The research found that many wards of court and committees felt that there was an information vacuum on the process of ending wardship, despite substantial information provision by several public bodies.

The study found that some wards of court and their committees overlooked or chose not to engage with the information provided.

Those discharged spoke of “freedom” and how they were in a position to make their own decisions in their day to day lives and live more independently, though the NDA stressed that it was possible to obtain only “limited insights” for the small number of discharged people interviewed.

The NDA said that, while the discharge brought a sense of empowerment, there was also fear and anxiety stemming from the responsibility of having to make decisions.

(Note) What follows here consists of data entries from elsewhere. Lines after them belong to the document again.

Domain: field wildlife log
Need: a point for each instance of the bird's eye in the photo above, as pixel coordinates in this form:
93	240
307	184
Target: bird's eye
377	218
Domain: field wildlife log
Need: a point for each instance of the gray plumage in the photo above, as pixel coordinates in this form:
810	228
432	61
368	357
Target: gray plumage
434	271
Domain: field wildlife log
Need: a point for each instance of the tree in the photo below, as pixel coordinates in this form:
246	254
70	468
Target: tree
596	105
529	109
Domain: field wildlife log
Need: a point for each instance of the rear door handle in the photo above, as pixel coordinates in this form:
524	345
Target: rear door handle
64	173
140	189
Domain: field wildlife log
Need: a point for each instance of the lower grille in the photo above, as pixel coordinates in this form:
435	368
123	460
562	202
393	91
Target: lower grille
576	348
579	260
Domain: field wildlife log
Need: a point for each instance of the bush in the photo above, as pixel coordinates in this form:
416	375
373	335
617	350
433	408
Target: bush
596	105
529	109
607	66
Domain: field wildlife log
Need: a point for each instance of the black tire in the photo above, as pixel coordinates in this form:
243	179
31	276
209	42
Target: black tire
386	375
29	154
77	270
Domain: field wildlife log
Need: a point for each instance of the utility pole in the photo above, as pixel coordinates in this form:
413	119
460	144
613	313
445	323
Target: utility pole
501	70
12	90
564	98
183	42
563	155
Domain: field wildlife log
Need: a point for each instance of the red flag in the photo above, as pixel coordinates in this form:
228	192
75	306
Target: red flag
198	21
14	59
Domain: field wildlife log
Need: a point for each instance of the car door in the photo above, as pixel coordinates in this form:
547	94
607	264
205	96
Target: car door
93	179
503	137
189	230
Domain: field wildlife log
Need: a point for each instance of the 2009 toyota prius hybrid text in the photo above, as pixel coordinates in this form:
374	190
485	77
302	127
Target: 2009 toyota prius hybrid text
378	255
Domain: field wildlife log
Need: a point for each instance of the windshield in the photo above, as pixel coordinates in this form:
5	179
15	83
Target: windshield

Judiciary’s ‘significant efforts’

As part of the research, the NDA analysed anonymised data provided by the Office of Wards of Court, after which it conducted interviews with persons in or recently discharged from wardship and with their committees.

The NDA also interviewed key stakeholders involved in the transition from wardship, while it also observed court-discharge hearings.

“These observations highlighted significant efforts by the judiciary to make the court process more informal and accessible to individuals that had been made wards of court,” the authority stated.

“The court also considered and gave great weight to the will and preferences of the person exiting wardship,” it added.

Inherent jurisdiction

The report also highlighted an increase in applications under the High Court’s inherent jurisdiction, some of which relate to new detention orders for those in wardship.

It added that this was placing a “heavy burden” on Courts Service resources.

“A statutory framework for detaining persons who have a ‘mental disorder’ but lack decision-making capacity to consent to arrangements for their care and treatment is urgently needed to address this issue,” the NDA stated.

It called on the Government to progress the Protection of Liberty Safeguards Bill as a priority, describing it as “a key measure” to address concerns about the increased reliance on inherent jurisdiction.

The Law Society and others had warned that this was a significant gap in the 2015 legislation.

The research was published after the Government announced plans earlier this week to enable the courts to extend the original deadline of 26 April this year for all individuals in wardship to be discharged.